Quantité d’algorithmes ont essaimé depuis, mais leurs premières formalisations remontent à 1936, avec la machine d’Alan Turing. En 1943, Kleene développe les théories algorithmiques, décrivant des procédures se succédant en prenant un chemin différent selon que la réponse à la question posée soit « oui » ou « non ». Pour Gillespie, un ordinateur doit se concevoir comme une machine algorithmique qui héberge et lit des données. La mise en œuvre d’un algorithme implique nécessairement un langage de programmation. Si les promesses algorithmiques reposent sur leur crédibilité, leur fiabilité et leur neutralité, il reste illusoire de croire que le code s’écrit en dehors de toute influence humaine. « On a toujours besoin d’une intervention humaine. La culture algorithmique a besoin d’humains. L’automatisation ne nous transforme pas en robots : elle rend les choses plus faciles », indique Gillespie. Avant d’être technique, le code est donc social.
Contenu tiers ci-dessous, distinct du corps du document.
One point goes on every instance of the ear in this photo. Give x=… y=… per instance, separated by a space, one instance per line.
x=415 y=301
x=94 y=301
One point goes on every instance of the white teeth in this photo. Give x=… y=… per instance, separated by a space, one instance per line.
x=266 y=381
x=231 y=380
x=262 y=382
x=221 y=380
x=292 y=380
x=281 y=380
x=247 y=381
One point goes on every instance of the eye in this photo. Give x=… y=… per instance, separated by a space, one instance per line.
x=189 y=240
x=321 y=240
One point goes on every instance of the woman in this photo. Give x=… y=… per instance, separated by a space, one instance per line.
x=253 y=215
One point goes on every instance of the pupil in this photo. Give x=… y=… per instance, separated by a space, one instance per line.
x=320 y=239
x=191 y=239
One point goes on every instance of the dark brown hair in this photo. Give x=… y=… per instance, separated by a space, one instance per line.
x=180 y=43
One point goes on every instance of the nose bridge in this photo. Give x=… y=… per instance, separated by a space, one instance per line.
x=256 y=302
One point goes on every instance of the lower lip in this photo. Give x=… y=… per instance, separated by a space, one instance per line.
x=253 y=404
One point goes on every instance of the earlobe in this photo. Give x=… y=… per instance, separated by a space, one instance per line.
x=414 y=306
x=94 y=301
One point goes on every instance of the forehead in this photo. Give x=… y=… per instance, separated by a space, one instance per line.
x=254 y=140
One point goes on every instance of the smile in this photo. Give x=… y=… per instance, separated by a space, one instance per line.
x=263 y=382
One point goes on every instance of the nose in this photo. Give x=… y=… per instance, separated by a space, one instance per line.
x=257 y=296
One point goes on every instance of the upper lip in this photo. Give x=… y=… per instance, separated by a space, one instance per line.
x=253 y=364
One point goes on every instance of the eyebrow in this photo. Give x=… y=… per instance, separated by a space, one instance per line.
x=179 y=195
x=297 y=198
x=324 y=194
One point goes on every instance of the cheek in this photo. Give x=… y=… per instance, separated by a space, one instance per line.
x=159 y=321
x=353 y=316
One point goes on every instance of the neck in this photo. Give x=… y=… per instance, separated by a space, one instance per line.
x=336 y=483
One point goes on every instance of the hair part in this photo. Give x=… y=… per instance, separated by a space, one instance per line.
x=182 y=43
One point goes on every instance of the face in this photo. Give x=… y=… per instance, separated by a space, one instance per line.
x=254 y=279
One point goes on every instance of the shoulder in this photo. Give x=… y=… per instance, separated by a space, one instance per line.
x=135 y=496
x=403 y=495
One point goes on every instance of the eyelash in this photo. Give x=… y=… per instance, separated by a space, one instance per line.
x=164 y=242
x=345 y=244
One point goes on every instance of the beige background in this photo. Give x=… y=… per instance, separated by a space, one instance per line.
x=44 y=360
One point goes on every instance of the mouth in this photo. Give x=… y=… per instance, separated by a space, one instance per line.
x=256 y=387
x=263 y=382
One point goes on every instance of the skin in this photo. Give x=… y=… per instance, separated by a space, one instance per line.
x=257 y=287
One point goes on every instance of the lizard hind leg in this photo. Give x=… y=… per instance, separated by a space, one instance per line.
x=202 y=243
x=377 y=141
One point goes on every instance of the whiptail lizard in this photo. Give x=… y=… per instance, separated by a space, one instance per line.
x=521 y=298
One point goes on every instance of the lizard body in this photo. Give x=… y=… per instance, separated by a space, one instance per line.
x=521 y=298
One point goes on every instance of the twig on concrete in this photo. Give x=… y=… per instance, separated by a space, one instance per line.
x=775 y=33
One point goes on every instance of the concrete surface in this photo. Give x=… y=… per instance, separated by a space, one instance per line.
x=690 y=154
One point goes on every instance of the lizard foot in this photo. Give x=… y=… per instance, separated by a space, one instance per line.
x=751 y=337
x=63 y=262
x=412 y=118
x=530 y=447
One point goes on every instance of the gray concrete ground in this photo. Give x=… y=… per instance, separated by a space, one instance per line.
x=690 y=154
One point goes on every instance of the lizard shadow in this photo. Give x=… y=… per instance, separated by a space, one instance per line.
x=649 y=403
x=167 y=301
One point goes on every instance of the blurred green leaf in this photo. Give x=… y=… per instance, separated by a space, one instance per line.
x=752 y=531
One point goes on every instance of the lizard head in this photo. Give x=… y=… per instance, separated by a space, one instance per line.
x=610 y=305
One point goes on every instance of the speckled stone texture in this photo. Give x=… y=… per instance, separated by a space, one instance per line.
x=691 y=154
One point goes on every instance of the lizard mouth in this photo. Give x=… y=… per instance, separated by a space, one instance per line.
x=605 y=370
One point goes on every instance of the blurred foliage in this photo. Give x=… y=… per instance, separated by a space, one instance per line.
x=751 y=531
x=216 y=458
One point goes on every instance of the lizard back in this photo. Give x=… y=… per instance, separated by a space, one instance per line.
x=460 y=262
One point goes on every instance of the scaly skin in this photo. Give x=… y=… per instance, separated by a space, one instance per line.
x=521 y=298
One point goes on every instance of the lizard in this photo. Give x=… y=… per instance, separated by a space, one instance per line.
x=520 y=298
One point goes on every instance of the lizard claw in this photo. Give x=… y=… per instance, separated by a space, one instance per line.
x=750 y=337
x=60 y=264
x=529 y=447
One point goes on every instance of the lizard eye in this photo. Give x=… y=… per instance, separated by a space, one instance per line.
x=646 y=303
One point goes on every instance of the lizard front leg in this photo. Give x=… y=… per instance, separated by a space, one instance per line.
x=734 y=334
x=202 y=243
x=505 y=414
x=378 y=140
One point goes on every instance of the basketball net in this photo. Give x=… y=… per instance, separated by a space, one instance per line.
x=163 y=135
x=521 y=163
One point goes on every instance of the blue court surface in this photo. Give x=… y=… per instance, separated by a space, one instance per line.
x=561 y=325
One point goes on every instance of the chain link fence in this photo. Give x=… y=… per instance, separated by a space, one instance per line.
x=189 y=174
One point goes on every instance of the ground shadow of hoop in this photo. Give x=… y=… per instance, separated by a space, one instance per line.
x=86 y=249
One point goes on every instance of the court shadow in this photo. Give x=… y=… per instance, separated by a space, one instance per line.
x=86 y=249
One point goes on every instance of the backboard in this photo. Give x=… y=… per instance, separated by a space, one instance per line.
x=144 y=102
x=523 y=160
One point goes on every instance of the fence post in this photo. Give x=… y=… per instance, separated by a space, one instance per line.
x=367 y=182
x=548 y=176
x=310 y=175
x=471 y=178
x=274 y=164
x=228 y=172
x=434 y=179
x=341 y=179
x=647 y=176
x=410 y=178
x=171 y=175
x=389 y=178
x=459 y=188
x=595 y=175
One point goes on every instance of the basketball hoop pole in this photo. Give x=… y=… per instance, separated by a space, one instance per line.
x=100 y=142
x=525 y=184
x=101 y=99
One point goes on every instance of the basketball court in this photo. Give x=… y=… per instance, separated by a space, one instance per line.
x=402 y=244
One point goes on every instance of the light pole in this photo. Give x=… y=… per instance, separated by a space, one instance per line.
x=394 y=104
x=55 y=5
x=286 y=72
C’est ce que soulignent les « software studies », qui proposent un cadre théorique (et critique) pour l’étude des logiciels. Dans ses travaux, Lev Manovich (« Le langage des nouveaux médias », « Software takes commands ») [5] [6] a mis en avant les caractéristiques intrinsèques des nouveaux médias : représentation numérique, modularité, automatisation, variabilité et transcodage culturel. Les programmes informatiques créent de nouvelles formes culturelles, écrit-il, tout en modifiant des formes existantes, à l’image d’un DJ dans son rôle de « remixeur ». Aussi, analyse MacKenzie [7], le logiciel n’est pas seulement un processus, il s’agit d’un objet culturel et social. L’algorithme, cadré par le temps et l’espace de la computation, est une procédure formelle qui n’est pas neutre car elle est le fruit d’une l’activité productive : « Il – l’algorithme – transporte l’espace social dans les réseaux logiciels. »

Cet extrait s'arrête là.